Sim, Miguel – respondeu Papai Noel, enquanto observava as luzes das casas do alto do trenó. Esse menino era você mesmo e a menina era sua irmã. Em uma outra encarnação vocês passaram necessidade e você me fez um pedido, mas prometeu que sempre cuidaria de sua irmã e de sua família. No entanto você não vem cumprindo o prometido nesta atual encarnação.


Miguel abaixou a cabeça envergonhado e lágrimas de arrependimento correram pelo seu rosto de criança. Chegaram na casa de campo de Miguel e pararam próximo à entrada.


Pois então eu quero mudar meu pedido – disse Miguel, cabisbaixo. – Quero voltar para minha casa e apenas estar com minha família na noite de Natal e em todas as outras noites da minha vida. Não quero presentes, brinquedos, neve, nada disso. Quero minha família de volta, mais nada.


Infelizmente só posso atender um pedido por Natal, você conhece as regras. O seu pedido neste Natal já foi atendido, e agora eu preciso ir embora – disse Papai Noel, despendendo-se apressadamente deixando o menino solitário na porta de sua casa.


Miguel observou o boneco de neve que havia feito com carinho para sua irmã, solitário próximo à entrada da casa. Entrou cabisbaixo e deitou-se na cama, arrependido por seu egoísmo, pensando:


Daria tudo para estar com minha família novamente – e assim adormeceu, entre lágrimas dolorosas.


Passadas algumas horas ele acordou. Estava escuro, mas Miguel ouvia passos do lado de fora. Acendeu a luz do quarto e constatou que estava de volta em sua casa.

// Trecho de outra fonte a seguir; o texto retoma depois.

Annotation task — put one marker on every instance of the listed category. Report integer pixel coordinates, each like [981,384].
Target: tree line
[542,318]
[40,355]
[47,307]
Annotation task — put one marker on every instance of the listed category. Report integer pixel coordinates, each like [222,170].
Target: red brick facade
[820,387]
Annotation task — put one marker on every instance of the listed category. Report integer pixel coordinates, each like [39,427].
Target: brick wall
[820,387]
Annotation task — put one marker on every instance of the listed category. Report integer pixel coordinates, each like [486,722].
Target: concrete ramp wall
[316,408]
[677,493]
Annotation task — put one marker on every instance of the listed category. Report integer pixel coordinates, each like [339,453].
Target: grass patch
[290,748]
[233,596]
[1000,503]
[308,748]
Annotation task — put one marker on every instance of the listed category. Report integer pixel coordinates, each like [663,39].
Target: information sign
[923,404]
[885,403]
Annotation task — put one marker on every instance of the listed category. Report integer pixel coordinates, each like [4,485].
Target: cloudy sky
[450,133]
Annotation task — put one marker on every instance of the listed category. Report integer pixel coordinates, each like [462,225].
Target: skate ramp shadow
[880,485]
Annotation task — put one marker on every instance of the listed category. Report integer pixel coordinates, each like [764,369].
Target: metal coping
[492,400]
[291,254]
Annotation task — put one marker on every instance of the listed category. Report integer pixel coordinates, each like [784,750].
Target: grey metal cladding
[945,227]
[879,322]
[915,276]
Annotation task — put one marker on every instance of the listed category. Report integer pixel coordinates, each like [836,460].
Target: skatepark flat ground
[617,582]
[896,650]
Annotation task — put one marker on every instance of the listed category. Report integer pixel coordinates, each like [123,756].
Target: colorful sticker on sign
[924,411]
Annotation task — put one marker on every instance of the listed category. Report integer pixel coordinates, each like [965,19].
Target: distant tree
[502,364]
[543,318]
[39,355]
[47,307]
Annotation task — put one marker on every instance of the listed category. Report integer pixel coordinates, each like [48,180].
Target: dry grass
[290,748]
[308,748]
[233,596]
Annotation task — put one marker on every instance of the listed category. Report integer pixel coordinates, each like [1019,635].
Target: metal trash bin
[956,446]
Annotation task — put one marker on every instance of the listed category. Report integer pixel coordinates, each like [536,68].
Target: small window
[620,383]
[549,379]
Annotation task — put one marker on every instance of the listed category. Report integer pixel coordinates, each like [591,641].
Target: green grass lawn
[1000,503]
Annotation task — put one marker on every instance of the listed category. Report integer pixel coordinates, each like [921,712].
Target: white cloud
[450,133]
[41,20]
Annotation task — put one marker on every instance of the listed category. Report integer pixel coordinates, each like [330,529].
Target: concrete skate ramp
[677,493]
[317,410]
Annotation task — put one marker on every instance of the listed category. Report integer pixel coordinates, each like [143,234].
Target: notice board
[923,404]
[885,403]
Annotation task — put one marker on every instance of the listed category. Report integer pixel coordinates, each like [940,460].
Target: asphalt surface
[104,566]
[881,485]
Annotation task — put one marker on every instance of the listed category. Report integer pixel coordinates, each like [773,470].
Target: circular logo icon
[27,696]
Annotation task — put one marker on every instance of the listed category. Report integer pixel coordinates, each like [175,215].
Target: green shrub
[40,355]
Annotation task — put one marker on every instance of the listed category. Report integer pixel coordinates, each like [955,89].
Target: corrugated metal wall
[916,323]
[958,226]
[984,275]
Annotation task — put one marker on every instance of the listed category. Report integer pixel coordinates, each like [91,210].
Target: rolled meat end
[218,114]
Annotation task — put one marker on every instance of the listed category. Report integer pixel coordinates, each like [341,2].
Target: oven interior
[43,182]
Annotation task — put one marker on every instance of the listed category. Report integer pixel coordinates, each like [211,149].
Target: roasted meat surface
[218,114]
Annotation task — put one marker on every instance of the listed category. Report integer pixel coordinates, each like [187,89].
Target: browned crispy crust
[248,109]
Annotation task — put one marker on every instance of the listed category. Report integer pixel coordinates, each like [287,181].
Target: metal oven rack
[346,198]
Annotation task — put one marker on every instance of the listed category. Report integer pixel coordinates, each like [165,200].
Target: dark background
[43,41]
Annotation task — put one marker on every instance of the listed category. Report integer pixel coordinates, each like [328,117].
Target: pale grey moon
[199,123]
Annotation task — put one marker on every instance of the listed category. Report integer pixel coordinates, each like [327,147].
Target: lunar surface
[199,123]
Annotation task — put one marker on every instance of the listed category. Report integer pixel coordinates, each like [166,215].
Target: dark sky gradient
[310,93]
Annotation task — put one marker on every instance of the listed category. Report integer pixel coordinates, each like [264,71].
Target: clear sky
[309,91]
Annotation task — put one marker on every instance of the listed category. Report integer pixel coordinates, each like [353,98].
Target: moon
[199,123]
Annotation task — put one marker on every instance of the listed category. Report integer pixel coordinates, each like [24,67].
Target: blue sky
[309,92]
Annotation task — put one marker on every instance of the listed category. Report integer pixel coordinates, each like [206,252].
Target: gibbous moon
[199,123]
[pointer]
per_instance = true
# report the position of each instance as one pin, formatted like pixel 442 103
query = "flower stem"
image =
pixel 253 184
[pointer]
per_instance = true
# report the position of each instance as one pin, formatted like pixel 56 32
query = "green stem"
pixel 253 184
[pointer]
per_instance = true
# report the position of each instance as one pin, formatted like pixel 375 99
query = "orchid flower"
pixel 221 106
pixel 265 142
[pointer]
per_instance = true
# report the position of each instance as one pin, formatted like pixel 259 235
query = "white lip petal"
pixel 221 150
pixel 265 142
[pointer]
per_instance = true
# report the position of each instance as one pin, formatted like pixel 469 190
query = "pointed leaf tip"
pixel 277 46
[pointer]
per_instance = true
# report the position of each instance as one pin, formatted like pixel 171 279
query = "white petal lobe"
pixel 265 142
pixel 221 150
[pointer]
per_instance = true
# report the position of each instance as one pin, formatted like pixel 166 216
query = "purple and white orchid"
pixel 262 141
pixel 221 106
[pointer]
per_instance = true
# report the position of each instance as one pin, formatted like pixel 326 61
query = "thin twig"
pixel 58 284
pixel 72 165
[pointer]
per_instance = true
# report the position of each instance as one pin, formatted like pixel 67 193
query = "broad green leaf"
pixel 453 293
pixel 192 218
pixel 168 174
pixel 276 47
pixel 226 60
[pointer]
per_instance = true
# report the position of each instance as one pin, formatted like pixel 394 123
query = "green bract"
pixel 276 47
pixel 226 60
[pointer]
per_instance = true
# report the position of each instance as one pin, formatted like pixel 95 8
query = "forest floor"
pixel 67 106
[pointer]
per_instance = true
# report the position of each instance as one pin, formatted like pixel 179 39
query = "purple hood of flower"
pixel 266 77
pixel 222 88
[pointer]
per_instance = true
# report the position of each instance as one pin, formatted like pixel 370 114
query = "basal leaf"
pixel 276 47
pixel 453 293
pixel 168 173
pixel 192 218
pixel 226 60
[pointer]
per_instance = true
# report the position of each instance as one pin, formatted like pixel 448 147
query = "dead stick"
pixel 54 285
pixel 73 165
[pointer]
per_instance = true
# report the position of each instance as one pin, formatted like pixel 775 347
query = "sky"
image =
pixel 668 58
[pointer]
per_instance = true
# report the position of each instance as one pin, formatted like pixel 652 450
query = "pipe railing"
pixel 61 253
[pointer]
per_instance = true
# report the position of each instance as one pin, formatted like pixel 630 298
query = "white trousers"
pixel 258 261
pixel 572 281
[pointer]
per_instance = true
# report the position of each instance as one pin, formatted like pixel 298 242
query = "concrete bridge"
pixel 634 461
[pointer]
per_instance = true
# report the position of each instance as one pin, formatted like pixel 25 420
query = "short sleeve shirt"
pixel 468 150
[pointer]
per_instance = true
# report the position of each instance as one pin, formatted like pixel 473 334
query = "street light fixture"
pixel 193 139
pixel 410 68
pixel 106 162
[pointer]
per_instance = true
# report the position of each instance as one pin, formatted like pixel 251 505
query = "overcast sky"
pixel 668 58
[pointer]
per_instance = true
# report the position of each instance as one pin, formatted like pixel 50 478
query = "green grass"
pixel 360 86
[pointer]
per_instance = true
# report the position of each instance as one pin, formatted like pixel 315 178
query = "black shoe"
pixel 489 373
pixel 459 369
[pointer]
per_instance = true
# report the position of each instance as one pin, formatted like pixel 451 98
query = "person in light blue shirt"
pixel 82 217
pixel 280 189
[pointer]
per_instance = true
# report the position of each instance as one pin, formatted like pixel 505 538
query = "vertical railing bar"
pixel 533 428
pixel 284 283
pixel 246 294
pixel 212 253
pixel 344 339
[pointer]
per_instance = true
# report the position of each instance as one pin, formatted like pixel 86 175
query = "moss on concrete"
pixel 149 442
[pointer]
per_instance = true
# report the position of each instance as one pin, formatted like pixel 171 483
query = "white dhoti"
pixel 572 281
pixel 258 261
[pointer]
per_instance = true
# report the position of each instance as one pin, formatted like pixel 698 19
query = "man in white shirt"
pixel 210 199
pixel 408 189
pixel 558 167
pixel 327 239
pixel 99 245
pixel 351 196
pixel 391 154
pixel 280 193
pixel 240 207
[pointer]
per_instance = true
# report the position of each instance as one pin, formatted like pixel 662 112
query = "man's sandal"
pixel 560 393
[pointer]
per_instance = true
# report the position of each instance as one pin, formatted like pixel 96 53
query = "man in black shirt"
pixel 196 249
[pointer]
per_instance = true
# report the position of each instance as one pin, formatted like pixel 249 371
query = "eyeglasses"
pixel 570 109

Quando olhou pela janela, mal podia acreditar: Seu pai, sua mãe e Joana estavam chegando do hospital. Ainda era véspera de Natal, e Joana apesar de abatida, abriu um sorriso sincero ao ver o irmão pela janela.


Cheguei Miguel, infelizmente não vamos brincar na neve neste Natal, mas podemos brincar com minha boneca e seu trenzinho no chão da sala, o que você acha?


Miguel correu para abraçar a irmã, entre lágrimas, dizendo:


Não há ideia melhor, Joana. O importante é estarmos sempre juntos e eu vou sempre cuidar de você!


Os pais entreolharam-se surpresos com a alegria do filho, e a mãe disse:


Preciso me apressar, ainda não fiz os biscoitos malucos de Natal.


Esses biscoitos não podem faltar, mamãe. E não esqueça de deixar um sobre a mesa antes de dormir pois são os preferidos do Papai Noel.


Ao longe um senhor de barba e cabelos brancos observava a família sem ser visto, aguardando ansiosamente pela noite onde certamente iria saborear os melhores e mais engraçados biscoitos de Natal que já tinha provado.